«Sono molto entusiasta di Greta Thunberg»

L’intervista

Il fondatore di Microsoft Bill Gates spiega che la giovane attivista «aiuta a creare una consapevolezza sul cambiamento climatico»

 «Sono molto entusiasta di Greta Thunberg»
© Epa/Erik S. Lesser

«Sono molto entusiasta di Greta Thunberg»

© Epa/Erik S. Lesser

Il mondo, per quanto riguarda l’istruzione e la salute è su un trend positivo («dall’inizio del millennio, il tasso di mortalità infantile è diminuito a un ritmo mai registrato prima») ma gli Stati devono aumentare la loro spesa per l’aiuto allo sviluppo, la difesa dell’ambiente e puntare sull’innovazione («serve un vaccino contro l’Hiv»).

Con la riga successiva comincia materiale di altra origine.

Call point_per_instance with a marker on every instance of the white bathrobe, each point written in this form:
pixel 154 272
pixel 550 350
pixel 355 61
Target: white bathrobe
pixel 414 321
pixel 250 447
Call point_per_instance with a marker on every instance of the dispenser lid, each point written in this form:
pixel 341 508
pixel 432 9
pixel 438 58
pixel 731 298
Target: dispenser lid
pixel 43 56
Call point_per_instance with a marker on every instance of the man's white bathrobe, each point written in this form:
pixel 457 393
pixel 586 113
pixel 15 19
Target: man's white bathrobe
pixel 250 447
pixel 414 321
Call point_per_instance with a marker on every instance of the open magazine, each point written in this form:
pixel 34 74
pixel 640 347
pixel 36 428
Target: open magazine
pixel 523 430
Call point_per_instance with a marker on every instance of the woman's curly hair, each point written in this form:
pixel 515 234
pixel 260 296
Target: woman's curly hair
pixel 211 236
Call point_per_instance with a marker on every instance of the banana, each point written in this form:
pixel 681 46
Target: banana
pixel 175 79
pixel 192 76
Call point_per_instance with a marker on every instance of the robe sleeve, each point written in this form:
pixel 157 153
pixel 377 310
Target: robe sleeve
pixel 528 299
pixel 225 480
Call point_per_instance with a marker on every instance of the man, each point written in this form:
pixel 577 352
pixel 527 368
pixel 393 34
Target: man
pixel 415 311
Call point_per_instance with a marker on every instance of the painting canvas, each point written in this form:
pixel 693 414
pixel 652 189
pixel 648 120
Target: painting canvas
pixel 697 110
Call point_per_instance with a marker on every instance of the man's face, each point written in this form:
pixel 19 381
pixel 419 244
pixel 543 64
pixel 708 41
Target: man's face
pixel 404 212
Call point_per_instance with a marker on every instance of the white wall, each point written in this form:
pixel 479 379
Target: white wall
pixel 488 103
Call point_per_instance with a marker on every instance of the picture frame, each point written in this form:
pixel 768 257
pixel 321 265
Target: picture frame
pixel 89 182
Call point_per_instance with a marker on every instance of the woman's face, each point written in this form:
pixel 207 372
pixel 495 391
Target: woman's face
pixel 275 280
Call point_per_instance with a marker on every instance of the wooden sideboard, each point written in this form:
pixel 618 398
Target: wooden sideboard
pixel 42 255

Lo spiega in un’intervista al quotidiano italiano «Repubblica» Bill Gates, che si dice anche «molto entusiasta di ciò che i giovani come Greta Thunberg stanno facendo».

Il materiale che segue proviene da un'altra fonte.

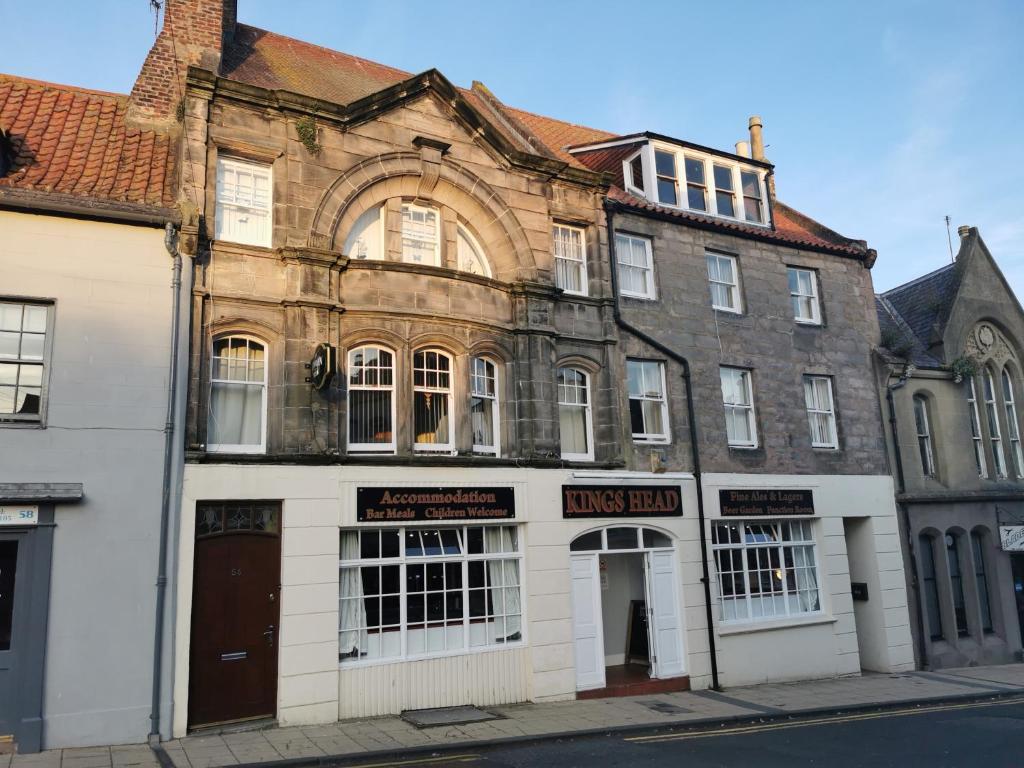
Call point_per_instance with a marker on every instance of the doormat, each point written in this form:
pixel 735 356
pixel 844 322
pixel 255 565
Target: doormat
pixel 446 716
pixel 664 708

Al fondatore di Microsoft «sembra fantastica l’energia che sta sviluppando questo movimento. Aiuta a creare una consapevolezza» sul cambiamento climatico. Al momento «il nostro mondo è alimentato per il 90% con idrocarburi. Sarà molto difficile dire addio a ciò, ma dobbiamo farlo. È determinante che riusciamo a definire il costo del cambiamento climatico e quindi a cercare innovazioni che ci permettano di abbassarlo».

Gates parla anche dei flussi migratori: «Nell’Africa sub-sahariana vive quasi un miliardo di persone - ricorda -. Alla fine di questo secolo saranno tre miliardi. Non è politicamente né logisticamente possibile che tutte queste persone si spostino nei Paesi sviluppati. Pertanto, dobbiamo migliorare le condizioni di vita di queste persone a livello locale».

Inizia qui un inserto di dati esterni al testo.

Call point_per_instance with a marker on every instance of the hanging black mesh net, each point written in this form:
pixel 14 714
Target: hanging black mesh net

Il fondatore di Microsoft sottolinea che «esiste una forte correlazione tra crescita economica e tassi di natalità. Nei Paesi con una situazione economica migliore vanno a scuola più ragazze, queste ragazze sanno di pianificazione familiare più di quelle che non ci vanno, fanno piani per la carriera e hanno meno figli. In Asia, i tassi di natalità sono diminuiti drasticamente negli ultimi decenni».

Tuttavia da dieci anni «le cifre degli aiuti, che i Paesi danno in percentuale del loro reddito nazionale lordo, ristagnano». Con il Fondo globale «per la lotta contro l’Aids, la tubercolosi e la malaria, il mondo ha fatto passi da gigante» e sono state salvate finora 26 milioni di vite. Ma «abbiamo ancora molto da fare».